The physiological and pathological functions of the hereditary spastic paraplegia protein spartin.

The hereditary spastic paraplegias (HSPs) are a group of neurodegenerative genetic disorders affecting the axons of motor neurons, and causing affected people to develop a progressive lower limb spasticity and weakness. There may be associated neurological and non-neurological symptoms. The pathology of the HSPs is primarily confined to the axons, with axonal degeneration, leaving an intact cell body. Therefore studying these diseases at a cellular level is essential in determining the necessary cellular pathways required for axonal health. Whilst these insights will be important for the HSPs, it is also likely they will have a wider application and be relevant to other neurodegenerative conditions affecting axons, such as motor neuron disease and multiple sclerosis.

The main aim of this project is to understand the functions of the protein spartin, as loss of spartin causes the HSP Troyer syndrome. A further aim is to determine how absent spartin leads to axonal degeneration. This project will also provide insight into whether there are common mechanisms underlying the pathology of the HSPs in general. A greater understanding of these processes may then enable us to consider new treatments for these and related diseases.

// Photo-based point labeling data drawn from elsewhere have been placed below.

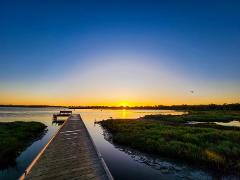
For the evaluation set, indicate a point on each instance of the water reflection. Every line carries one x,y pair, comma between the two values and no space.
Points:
122,163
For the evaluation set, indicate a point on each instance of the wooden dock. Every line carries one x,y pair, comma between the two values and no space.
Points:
70,154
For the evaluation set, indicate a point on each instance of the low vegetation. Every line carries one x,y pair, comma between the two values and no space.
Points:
15,137
206,146
199,116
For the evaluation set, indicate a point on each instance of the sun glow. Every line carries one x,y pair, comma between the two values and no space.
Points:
123,104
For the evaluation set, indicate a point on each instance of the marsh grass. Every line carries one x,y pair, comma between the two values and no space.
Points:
15,137
199,116
211,147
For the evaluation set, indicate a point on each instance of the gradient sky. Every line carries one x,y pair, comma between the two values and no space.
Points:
119,52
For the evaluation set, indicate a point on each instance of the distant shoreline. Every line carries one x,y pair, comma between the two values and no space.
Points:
235,106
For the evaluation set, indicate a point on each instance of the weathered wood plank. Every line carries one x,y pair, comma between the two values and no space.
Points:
70,154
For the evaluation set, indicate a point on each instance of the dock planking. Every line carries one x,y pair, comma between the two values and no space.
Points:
70,154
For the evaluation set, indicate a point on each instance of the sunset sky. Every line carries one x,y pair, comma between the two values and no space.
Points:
119,52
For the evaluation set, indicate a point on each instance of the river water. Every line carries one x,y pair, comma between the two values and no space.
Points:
123,163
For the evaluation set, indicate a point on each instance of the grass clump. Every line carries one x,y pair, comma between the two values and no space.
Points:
199,116
210,147
15,137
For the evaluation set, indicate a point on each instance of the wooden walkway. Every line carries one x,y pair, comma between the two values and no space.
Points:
70,154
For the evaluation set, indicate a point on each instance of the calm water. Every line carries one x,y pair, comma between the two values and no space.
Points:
123,163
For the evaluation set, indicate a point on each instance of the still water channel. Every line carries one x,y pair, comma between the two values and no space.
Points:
122,162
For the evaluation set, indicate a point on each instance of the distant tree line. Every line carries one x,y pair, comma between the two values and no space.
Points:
235,107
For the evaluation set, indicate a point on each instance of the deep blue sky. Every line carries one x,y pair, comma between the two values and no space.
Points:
192,44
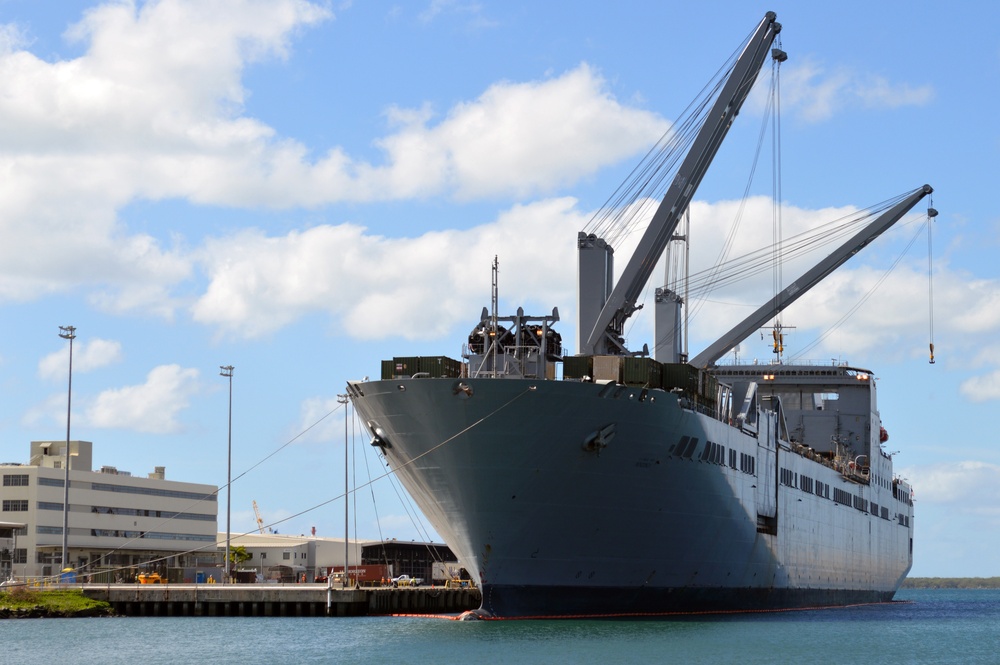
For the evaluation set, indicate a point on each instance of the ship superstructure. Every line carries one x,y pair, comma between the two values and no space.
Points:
633,485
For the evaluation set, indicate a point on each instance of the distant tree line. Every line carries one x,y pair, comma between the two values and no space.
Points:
951,583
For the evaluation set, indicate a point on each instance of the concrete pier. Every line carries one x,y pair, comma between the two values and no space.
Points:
294,600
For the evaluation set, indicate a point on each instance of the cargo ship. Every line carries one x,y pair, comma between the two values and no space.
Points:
610,483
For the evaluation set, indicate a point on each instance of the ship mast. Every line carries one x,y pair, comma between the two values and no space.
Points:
606,334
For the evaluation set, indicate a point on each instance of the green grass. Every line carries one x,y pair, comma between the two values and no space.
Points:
25,602
951,583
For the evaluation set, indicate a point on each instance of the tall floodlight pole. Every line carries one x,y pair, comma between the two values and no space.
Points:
67,332
227,371
343,400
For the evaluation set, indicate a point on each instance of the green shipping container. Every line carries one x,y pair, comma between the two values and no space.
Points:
577,367
643,372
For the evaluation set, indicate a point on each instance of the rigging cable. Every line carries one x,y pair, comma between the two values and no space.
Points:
931,214
829,331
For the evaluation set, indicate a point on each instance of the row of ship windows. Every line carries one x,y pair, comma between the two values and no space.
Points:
715,453
21,480
819,488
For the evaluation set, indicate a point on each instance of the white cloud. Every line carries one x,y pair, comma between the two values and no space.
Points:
416,288
153,406
90,355
517,139
152,110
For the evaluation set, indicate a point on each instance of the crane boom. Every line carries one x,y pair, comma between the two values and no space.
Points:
799,287
606,336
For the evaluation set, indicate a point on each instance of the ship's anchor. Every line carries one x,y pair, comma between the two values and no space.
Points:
597,441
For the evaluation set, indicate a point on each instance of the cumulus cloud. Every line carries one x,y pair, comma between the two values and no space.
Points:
152,407
87,356
377,287
147,111
153,109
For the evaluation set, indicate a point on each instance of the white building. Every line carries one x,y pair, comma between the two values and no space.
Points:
281,558
119,524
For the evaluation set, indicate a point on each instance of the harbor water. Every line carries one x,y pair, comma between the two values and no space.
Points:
930,626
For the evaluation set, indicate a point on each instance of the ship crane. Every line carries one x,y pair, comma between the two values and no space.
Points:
809,279
601,334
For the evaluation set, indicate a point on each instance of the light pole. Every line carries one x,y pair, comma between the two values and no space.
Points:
343,400
227,371
67,332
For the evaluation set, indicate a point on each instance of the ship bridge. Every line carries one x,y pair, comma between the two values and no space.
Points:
828,409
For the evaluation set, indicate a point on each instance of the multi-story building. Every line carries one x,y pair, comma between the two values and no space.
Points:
119,524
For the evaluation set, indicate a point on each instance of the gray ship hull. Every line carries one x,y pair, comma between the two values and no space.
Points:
567,498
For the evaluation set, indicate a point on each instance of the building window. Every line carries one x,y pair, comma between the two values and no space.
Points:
15,480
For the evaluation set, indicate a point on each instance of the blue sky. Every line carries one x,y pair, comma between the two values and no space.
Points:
301,189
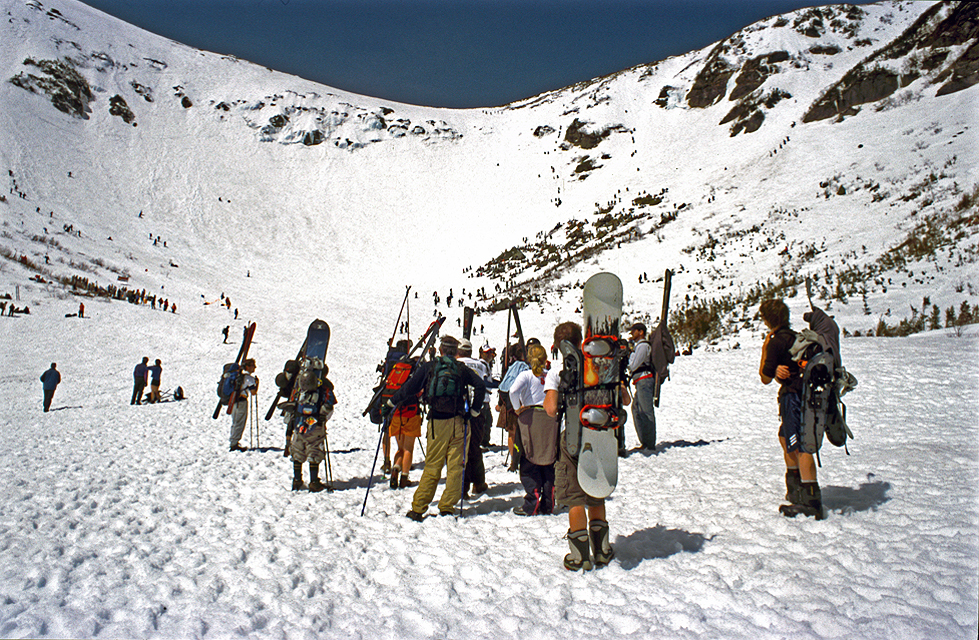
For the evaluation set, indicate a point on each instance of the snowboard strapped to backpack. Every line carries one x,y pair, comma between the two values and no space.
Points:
226,384
824,382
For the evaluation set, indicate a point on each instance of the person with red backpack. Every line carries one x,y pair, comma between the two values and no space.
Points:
445,384
802,486
405,423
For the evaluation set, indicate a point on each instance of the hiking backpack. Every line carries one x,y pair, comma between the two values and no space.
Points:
824,382
226,384
445,390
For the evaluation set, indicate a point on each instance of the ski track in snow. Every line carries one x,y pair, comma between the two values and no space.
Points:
123,521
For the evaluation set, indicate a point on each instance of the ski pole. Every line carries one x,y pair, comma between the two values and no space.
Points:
328,469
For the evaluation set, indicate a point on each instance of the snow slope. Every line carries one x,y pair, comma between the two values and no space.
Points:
136,522
127,521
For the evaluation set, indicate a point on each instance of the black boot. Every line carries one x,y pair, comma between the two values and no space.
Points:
314,478
793,486
297,476
811,503
578,558
601,550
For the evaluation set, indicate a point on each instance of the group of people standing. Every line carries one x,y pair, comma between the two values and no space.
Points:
147,374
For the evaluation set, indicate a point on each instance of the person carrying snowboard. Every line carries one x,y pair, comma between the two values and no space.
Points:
140,374
481,421
313,409
587,520
445,382
156,371
49,382
239,413
537,434
802,488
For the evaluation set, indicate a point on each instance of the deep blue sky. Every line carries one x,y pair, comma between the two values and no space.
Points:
447,53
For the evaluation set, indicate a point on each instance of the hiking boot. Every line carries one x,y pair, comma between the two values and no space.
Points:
578,558
811,503
602,551
297,476
315,485
793,486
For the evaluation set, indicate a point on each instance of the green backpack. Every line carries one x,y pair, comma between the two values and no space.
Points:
445,391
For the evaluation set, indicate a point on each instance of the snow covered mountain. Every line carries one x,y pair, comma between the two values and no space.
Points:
837,142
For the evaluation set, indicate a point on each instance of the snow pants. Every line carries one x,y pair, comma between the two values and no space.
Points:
239,418
138,386
538,484
644,412
475,470
309,446
446,446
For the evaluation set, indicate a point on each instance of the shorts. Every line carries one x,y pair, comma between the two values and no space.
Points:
790,412
567,491
402,426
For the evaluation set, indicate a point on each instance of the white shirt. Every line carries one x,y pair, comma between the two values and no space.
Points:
527,390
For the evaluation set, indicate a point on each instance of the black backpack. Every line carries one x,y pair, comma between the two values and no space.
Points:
445,390
226,384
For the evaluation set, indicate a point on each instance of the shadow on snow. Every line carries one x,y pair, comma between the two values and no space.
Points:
657,542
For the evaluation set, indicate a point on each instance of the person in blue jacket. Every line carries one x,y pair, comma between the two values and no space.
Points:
49,382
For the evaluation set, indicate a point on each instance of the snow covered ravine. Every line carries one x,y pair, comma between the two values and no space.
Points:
136,522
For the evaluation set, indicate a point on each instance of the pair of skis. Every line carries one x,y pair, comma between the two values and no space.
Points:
246,343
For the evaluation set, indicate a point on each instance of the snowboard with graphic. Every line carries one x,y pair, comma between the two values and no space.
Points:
602,353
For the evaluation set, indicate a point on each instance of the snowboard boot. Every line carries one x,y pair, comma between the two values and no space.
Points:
314,478
793,486
602,551
578,558
810,504
297,476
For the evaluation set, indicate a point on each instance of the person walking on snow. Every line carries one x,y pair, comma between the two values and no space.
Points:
644,378
447,432
156,372
239,413
587,520
802,487
315,404
140,374
49,382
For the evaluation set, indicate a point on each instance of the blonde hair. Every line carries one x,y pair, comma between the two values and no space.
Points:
536,358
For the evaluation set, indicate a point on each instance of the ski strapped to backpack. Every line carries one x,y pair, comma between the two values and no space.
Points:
445,390
424,343
227,397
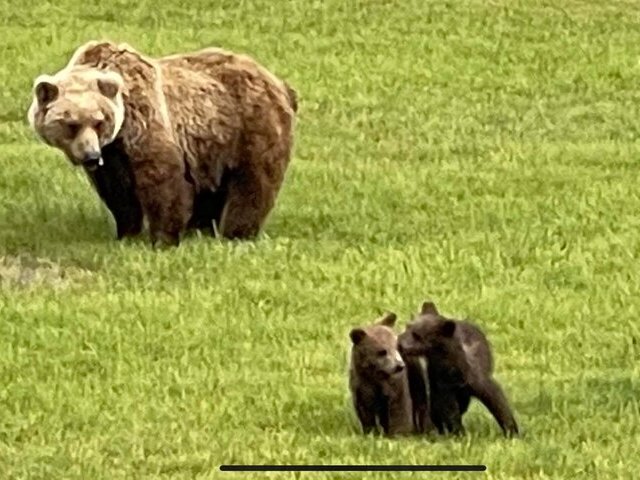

This project is aimed at understanding the normal and pathological functions of spartin, loss of which causes hereditary spastic paraplegia (HSP). HSPs are genetic conditions in which long axons in the spinal cord show dying-back axonopathy, and so they are excellent models to understand axonal maintenance and degeneration. .

Spartin is one of a group of endosomal HSP proteins. Abnormal endocytic function could cause HSP by dysregulating receptors controlling signaling pathways important for axons. We have shown that altered bone morphogenic protein (BMP) signaling is the cause of axonal abnormalities in Drosophila models of NIPA1 (an endosomal HSP protein) -HSP, and our preliminary data suggest that spartin regulates BMP signaling. I will confirm this, examine whether the mechanism is altered trafficking of BMP receptors, then examine whether the abnormal BMP signaling affects axonal growth pathways.

We have also found that spartin interacts with AIP4, a protein implicated in the endosomal trafficking of the cytokine receptor CXCR4. I will examine whether spartin is necessary for normal trafficking of this receptor. We have identified interactions between spartin and two proteins that may be novel endosomal accessory proteins. I will confirm these interactions and examine their mechanistic relevance to BMP and CXCR4 membrane traffic.